As for insertion rates into InnoDB vs Postgresql and the reasonableness of 1k/s insertions, both InnoDB and postgresql use B-trees for indexing. (PG also has some other data structures for indexing, but they are used in special cases). On insertion, a B-tree puts a row into a leaf *which must be in memory*. Disk seeks to retrieve leafs make B-trees slow for many types of data.

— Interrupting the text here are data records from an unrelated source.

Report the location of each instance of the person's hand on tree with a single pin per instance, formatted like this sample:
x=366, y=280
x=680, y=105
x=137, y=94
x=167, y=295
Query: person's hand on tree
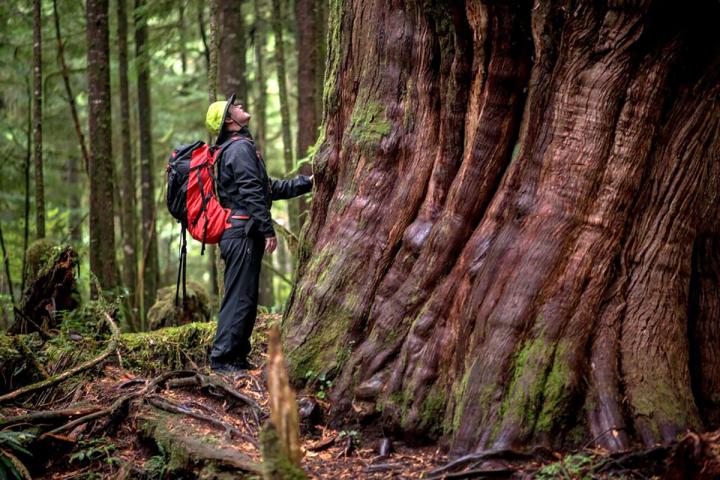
x=270, y=244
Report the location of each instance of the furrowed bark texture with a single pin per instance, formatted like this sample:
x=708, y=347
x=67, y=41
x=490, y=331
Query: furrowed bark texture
x=309, y=42
x=102, y=229
x=514, y=232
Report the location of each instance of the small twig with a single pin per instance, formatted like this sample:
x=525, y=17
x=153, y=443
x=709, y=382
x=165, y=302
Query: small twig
x=122, y=401
x=168, y=406
x=20, y=343
x=112, y=345
x=474, y=458
x=382, y=467
x=43, y=333
x=322, y=444
x=36, y=417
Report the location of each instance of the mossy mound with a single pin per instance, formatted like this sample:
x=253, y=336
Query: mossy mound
x=16, y=368
x=52, y=287
x=38, y=254
x=168, y=348
x=192, y=452
x=165, y=314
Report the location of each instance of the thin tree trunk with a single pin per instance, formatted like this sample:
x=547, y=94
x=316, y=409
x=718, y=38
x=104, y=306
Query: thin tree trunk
x=277, y=24
x=310, y=59
x=37, y=120
x=26, y=168
x=497, y=300
x=102, y=229
x=261, y=103
x=212, y=49
x=149, y=263
x=68, y=88
x=267, y=293
x=203, y=35
x=183, y=41
x=233, y=66
x=74, y=201
x=127, y=178
x=6, y=263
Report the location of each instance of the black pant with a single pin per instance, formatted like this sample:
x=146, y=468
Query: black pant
x=243, y=257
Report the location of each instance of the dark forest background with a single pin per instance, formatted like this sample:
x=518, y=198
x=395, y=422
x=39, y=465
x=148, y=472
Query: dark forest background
x=166, y=48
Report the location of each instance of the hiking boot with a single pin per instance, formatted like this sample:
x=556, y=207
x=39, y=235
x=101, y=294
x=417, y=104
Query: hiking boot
x=224, y=368
x=244, y=364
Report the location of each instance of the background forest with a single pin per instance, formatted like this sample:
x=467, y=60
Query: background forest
x=48, y=183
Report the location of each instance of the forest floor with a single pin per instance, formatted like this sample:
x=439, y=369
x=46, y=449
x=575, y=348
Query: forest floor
x=196, y=424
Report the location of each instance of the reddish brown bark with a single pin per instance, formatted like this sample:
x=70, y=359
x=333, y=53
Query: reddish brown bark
x=309, y=43
x=501, y=239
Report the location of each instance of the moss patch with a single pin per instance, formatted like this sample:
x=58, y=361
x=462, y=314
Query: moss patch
x=171, y=347
x=368, y=125
x=165, y=314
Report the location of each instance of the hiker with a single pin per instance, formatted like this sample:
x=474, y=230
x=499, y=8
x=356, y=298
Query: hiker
x=243, y=186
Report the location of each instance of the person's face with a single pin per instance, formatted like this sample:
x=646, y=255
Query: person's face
x=237, y=115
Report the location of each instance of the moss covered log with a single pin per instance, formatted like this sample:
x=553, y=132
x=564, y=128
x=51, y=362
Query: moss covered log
x=192, y=452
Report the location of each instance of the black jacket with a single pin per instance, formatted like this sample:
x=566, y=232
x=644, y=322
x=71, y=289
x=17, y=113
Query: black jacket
x=244, y=185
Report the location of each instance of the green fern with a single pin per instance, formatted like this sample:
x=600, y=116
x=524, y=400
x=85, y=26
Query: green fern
x=12, y=444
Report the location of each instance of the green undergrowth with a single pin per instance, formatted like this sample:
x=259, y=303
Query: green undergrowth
x=165, y=314
x=167, y=348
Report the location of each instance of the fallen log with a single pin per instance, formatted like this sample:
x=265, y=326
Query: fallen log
x=55, y=379
x=190, y=452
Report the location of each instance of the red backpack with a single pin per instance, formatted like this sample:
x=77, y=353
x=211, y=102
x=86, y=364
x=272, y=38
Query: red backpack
x=192, y=197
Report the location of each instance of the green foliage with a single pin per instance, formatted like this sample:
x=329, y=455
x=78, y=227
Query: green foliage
x=156, y=466
x=95, y=449
x=354, y=436
x=13, y=445
x=179, y=102
x=577, y=466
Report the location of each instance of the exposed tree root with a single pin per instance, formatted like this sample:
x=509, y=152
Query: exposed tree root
x=55, y=379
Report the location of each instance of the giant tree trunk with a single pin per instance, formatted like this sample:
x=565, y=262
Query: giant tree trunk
x=127, y=167
x=515, y=224
x=310, y=41
x=37, y=120
x=149, y=261
x=102, y=229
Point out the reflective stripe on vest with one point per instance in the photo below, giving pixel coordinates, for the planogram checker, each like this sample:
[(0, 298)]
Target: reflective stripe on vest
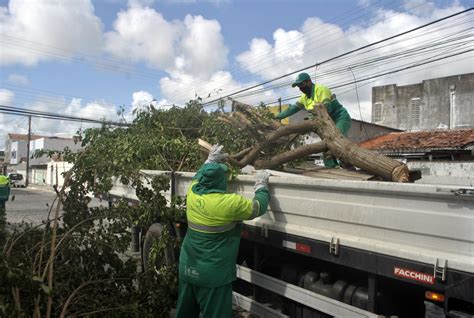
[(211, 229)]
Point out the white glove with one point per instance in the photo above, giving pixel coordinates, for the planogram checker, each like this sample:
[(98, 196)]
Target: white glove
[(261, 179), (215, 154)]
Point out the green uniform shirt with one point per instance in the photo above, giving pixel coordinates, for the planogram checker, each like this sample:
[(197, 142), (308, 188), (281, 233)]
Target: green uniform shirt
[(322, 94), (208, 258)]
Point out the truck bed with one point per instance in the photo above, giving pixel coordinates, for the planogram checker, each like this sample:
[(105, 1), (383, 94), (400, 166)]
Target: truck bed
[(419, 222)]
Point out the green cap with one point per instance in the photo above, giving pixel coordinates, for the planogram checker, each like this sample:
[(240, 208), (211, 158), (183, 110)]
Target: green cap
[(300, 79), (4, 180)]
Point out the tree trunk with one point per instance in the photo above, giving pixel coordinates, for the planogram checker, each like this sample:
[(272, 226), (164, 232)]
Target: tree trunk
[(266, 133), (341, 147), (288, 156)]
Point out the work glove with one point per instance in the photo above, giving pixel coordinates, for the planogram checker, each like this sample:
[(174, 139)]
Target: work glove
[(215, 155), (261, 179)]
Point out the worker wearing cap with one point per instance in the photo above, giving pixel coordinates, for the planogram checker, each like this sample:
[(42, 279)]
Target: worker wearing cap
[(319, 94), (209, 251)]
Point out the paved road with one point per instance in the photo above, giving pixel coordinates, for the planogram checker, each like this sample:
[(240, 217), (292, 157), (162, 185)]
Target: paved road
[(30, 205)]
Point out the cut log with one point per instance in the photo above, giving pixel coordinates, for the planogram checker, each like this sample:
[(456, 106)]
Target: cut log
[(267, 134), (343, 148)]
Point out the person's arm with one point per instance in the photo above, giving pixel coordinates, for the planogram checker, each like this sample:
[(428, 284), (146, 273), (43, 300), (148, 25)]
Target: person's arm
[(292, 109), (325, 95), (246, 209)]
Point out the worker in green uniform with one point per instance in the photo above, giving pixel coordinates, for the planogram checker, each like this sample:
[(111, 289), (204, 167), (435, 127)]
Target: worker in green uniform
[(319, 94), (207, 264)]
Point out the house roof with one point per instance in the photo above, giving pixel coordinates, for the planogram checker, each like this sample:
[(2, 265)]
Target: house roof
[(433, 139)]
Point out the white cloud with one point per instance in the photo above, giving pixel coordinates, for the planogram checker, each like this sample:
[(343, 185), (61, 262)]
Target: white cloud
[(17, 79), (191, 51), (34, 31), (6, 97), (317, 41), (194, 46), (141, 34)]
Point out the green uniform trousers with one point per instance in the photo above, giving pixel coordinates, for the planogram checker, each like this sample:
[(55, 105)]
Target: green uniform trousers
[(211, 302), (343, 124)]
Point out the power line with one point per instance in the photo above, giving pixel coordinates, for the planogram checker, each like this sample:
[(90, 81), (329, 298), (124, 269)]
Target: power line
[(40, 114), (341, 55), (368, 63)]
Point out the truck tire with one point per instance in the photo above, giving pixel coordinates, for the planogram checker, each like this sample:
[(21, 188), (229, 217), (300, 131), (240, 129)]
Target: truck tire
[(153, 234)]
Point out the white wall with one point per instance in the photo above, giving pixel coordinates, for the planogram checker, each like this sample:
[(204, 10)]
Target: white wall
[(59, 167)]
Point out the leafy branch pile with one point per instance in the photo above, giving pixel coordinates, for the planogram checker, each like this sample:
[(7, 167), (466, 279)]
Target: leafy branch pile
[(76, 262)]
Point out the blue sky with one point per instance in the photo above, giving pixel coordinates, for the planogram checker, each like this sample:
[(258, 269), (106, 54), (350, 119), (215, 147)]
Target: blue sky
[(85, 58)]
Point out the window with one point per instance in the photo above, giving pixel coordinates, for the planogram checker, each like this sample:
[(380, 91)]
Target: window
[(377, 112), (415, 111)]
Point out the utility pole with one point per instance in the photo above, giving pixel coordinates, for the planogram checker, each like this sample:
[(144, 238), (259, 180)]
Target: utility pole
[(28, 153)]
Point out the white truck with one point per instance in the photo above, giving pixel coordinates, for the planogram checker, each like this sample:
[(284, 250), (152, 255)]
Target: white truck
[(350, 248)]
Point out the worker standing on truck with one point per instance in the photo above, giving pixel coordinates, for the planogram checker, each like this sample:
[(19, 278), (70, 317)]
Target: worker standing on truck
[(207, 264), (319, 94)]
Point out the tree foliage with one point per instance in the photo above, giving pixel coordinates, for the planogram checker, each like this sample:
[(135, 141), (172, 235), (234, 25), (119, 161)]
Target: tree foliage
[(92, 273)]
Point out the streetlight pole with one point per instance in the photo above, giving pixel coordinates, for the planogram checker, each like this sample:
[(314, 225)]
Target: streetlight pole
[(28, 153)]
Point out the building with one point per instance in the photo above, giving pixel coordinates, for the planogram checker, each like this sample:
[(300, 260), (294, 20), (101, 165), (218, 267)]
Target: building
[(15, 148), (439, 103), (442, 156), (39, 165), (16, 152)]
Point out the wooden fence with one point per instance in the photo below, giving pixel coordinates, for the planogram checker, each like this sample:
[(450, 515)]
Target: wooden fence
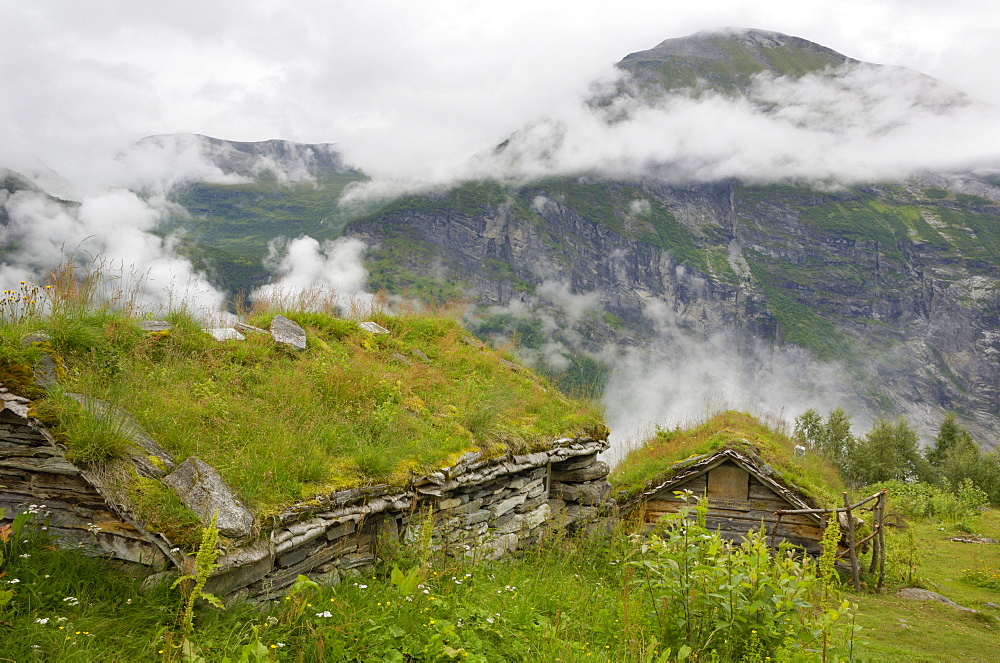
[(877, 537)]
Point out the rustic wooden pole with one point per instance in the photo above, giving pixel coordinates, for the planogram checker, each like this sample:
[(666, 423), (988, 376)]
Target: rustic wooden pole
[(874, 538), (881, 538), (852, 544)]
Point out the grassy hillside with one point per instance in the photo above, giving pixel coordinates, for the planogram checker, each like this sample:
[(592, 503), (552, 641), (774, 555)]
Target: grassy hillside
[(603, 596), (282, 425)]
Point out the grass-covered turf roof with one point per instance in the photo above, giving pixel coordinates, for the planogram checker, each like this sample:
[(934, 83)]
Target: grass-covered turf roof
[(281, 425), (666, 453)]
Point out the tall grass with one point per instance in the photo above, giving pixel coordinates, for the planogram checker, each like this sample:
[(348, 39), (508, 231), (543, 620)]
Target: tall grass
[(574, 598), (282, 425)]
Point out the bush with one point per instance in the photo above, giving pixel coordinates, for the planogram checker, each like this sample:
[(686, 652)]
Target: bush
[(732, 601)]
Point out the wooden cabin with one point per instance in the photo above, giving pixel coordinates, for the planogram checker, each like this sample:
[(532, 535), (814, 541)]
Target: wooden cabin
[(741, 493)]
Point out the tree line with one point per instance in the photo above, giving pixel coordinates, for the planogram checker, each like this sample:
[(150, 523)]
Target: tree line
[(891, 451)]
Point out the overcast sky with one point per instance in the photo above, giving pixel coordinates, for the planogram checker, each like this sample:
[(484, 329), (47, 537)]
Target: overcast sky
[(397, 84)]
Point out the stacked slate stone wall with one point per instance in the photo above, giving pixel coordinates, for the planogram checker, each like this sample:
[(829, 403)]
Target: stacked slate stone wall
[(36, 477), (477, 509)]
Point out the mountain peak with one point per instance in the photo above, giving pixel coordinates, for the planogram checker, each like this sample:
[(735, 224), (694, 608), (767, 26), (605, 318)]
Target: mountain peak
[(727, 59)]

When are B-trees fast? When data fits in memory or when the key is sequential/pre-sorted (avoids need to retrieve leafs). Out of the sweet spot, you need to move the disk head on every insertion, and 1k/sec insertions is not uncommon. A report of 30k/sec insertions for a B-tree suggests to me an in-memory database, an auto-increment primary key with no secondary indexes, or some other special case that avoids disk seeks. The B-tree bottleneck is inherent in the data structure, not a function of InnoDB vs postgresql vs ....
Fractal trees do not perform disk seeks for each insertion, and they are therefore very good at insertions.